The new associate member category would make membership available to professionals who are vital to firms but who cannot be NYSSCPA members.
Our regional chapters have been holding extremely successful networking events for CPAs, bankers, attorneys and other financial professionals for decades, but at the state level, only CPAs could join our robust and resource-heavy committee network. While we often hold open, afterwork networking events at the NYSSCPA, the Society does not currently provide consistent opportunities for our CPA members to meet and network with people they do business with outside of the profession. This proposal would change that.
The NYSSCPA already has a sizeable non-CPA, associate membership base, composed of students, CPA candidates, or individuals who work for a CPA firm or a CPA. The proposed change to the bylaws would expand the allowable criteria for associate membership so that individuals outside the direct supervision of a CPA have access to NYSSCPA membership. These individuals would be prohibited, however, from holding board or committee leadership positions and would not have voting rights. Sponsorship by a CPA member in good standing would continue to be required of all applicants.
The new associate member category would make membership available to professionals who are vital to firms but who cannot be NYSSCPA members. In a recent membership survey, respondents told us that two of the primary reasons they become members of this organization is for career resources and networking opportunities. Let there be no confusion: This proposal seeks to provide more of these opportunities without diluting the CPA brand. The NYSSCPA will always be the New York State Society of Certified Public Accountants. That’s who we are, who we represent, and what we will always be.

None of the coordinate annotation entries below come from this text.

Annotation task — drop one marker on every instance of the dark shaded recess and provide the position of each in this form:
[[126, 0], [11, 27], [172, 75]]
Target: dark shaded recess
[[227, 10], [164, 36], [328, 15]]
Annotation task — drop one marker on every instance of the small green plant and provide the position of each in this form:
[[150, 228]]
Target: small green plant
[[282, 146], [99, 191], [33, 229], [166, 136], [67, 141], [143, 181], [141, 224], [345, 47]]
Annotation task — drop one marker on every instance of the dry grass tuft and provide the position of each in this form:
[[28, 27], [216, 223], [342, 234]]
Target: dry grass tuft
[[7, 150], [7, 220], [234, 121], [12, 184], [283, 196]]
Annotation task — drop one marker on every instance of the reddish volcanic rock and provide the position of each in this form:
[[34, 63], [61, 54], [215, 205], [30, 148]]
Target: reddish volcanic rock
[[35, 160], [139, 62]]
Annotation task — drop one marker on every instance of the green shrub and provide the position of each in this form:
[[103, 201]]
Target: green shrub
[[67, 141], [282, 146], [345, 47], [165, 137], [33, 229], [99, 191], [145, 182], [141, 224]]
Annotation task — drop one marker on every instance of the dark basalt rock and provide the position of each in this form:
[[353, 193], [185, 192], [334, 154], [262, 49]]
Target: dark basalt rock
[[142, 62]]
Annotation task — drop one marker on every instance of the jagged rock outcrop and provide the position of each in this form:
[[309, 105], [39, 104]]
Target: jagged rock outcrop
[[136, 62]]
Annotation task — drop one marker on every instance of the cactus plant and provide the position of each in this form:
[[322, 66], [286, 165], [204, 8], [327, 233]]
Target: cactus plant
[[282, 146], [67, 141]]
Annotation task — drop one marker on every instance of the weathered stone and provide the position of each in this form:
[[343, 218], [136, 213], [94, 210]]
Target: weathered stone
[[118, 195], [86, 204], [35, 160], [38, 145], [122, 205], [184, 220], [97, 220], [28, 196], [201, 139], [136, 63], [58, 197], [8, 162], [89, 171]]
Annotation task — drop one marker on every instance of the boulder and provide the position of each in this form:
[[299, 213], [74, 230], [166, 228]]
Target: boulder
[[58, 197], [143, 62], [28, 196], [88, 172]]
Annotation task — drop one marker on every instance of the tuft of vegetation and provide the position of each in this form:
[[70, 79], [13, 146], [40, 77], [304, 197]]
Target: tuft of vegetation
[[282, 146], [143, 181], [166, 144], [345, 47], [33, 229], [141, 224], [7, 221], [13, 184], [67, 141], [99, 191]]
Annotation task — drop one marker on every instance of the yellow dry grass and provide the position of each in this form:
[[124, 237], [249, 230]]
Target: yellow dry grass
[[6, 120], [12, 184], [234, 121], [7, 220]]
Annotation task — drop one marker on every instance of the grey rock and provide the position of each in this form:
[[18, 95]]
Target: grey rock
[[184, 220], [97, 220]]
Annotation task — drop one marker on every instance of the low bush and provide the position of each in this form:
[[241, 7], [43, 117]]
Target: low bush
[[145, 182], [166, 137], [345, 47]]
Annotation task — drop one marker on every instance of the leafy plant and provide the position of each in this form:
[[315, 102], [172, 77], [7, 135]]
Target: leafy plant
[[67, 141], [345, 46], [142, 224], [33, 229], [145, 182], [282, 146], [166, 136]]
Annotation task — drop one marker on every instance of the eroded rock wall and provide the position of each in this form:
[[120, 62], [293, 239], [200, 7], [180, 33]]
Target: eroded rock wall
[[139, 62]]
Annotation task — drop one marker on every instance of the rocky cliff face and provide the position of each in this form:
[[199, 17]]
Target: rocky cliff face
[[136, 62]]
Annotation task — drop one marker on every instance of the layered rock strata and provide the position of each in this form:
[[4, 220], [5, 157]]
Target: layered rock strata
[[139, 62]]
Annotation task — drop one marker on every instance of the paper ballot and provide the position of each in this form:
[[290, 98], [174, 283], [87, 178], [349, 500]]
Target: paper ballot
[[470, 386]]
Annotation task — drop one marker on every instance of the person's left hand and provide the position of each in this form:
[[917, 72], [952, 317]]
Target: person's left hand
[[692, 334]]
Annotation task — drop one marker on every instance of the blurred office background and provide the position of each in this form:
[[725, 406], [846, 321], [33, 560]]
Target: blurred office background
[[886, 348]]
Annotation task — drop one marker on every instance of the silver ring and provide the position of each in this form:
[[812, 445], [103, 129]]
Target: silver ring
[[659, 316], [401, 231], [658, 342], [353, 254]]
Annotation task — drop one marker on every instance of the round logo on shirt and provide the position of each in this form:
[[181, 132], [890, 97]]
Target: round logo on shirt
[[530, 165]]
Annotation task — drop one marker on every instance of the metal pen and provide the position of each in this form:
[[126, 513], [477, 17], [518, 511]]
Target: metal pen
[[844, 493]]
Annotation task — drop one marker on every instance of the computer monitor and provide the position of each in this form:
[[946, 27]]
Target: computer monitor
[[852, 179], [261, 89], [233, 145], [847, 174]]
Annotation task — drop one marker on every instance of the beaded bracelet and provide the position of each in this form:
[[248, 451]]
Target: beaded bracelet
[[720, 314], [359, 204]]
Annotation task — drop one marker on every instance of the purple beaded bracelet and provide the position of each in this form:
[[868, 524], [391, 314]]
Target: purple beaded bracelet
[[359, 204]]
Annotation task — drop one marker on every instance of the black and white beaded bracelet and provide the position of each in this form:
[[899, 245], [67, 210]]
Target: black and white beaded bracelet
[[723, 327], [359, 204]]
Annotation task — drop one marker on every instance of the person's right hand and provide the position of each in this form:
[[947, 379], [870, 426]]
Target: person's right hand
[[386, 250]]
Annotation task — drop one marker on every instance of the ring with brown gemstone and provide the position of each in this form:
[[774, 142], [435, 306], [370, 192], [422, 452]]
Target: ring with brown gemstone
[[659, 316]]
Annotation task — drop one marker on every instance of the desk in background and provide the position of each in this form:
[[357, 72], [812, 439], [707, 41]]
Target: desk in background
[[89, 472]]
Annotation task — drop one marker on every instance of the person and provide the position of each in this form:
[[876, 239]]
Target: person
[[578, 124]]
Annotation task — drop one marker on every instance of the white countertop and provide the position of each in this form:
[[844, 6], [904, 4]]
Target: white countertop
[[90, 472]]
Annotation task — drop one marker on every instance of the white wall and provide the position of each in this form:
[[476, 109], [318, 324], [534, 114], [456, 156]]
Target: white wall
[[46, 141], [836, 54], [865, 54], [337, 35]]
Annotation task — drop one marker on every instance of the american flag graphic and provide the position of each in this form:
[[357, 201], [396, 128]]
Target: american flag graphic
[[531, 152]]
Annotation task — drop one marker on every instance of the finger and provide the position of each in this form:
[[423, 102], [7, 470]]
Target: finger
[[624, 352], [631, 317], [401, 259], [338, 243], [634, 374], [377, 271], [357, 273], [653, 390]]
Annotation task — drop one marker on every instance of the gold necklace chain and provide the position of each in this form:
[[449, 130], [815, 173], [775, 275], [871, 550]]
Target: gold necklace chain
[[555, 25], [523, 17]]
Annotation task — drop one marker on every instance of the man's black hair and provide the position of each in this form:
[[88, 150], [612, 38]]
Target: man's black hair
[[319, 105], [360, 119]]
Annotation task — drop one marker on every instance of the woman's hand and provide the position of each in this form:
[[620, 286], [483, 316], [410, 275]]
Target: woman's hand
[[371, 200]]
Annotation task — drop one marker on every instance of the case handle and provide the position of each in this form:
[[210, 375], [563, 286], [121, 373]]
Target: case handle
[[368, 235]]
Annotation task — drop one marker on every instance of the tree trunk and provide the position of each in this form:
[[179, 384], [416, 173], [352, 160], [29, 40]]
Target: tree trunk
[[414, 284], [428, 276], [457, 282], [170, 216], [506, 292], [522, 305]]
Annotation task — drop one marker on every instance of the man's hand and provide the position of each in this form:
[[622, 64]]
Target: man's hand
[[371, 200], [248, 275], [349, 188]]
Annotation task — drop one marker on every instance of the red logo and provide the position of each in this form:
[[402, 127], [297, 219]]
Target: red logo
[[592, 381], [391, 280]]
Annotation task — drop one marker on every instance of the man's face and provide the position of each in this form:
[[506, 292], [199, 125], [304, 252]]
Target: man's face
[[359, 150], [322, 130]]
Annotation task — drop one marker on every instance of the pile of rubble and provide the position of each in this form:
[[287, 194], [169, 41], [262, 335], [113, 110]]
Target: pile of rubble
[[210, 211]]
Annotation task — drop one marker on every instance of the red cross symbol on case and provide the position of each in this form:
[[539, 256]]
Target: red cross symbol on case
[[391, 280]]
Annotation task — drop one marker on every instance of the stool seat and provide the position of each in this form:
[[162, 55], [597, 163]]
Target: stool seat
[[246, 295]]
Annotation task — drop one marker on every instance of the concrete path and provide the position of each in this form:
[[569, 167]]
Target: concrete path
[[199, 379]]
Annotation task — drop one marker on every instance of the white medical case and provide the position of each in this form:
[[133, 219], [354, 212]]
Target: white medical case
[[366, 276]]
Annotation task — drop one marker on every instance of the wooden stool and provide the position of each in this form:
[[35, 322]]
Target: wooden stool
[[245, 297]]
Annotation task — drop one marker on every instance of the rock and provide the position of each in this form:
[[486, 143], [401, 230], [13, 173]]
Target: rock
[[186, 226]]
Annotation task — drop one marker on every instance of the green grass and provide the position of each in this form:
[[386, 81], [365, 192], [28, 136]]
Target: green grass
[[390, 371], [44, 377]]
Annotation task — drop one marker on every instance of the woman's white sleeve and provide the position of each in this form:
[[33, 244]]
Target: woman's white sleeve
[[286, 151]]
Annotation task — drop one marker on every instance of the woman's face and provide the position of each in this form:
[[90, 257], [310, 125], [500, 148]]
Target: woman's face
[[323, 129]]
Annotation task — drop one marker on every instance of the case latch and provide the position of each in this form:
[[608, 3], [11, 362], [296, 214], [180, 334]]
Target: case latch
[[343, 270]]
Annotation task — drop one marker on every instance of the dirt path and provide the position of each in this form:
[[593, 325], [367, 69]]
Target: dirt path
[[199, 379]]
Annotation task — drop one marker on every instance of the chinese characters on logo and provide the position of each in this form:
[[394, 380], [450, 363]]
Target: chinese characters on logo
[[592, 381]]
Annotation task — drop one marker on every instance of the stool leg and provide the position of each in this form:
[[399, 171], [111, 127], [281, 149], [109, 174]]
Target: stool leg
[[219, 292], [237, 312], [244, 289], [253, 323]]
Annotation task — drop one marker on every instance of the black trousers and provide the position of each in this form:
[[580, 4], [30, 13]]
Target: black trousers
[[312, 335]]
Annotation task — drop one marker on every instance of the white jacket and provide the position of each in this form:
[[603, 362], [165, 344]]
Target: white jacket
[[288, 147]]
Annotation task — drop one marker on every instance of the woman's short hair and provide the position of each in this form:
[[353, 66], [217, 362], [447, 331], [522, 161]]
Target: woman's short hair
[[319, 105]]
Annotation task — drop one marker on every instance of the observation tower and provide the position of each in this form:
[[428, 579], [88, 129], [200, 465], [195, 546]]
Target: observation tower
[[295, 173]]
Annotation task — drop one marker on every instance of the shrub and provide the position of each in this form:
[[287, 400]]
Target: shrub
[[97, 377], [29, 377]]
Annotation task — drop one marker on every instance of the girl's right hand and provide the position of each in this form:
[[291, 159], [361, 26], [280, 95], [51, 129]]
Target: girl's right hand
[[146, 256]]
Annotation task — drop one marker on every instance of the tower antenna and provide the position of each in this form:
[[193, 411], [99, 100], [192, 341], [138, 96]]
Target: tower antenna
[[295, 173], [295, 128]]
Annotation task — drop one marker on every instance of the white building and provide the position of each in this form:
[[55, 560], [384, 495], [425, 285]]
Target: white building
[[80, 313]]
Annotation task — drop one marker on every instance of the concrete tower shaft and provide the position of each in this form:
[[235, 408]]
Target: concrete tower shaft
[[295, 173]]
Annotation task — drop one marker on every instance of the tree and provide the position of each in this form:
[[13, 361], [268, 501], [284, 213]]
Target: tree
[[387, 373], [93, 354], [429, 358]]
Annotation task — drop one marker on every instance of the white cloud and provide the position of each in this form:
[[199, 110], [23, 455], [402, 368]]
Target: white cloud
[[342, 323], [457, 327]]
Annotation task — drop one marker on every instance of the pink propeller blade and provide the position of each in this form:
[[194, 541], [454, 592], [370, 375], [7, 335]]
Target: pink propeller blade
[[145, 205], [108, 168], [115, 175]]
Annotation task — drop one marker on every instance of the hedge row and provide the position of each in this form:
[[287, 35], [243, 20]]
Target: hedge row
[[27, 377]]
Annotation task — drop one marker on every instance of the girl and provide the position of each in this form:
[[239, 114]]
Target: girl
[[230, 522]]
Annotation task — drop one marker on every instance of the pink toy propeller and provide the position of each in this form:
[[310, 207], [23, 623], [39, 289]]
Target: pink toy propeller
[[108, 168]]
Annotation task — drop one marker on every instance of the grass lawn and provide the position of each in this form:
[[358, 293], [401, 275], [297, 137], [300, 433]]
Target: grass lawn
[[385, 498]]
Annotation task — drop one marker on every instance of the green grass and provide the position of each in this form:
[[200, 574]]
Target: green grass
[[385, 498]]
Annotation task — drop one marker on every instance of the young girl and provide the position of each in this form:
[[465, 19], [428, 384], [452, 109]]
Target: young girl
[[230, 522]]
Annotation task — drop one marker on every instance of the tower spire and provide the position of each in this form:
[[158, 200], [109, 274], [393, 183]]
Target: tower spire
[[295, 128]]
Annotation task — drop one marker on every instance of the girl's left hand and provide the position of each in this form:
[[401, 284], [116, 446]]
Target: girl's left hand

Because revisions to the bylaws require approval by two-thirds of a general membership vote, proxy ballots that feature the proposed change and the slate of 2016–2017 board and officer nominees have been sent to the membership (through e-mail to those who have provided the Society with an e-mail address and through the U.S. mail to those who have not). I encourage all eligible members to cast their vote. Bylaws changes approved by the membership will go into effect immediately following the May 19, 2016 Annual Election Meeting, which this year will coincide with the NYSSCPA’s inaugural Moynihan Fund Gala in New York City.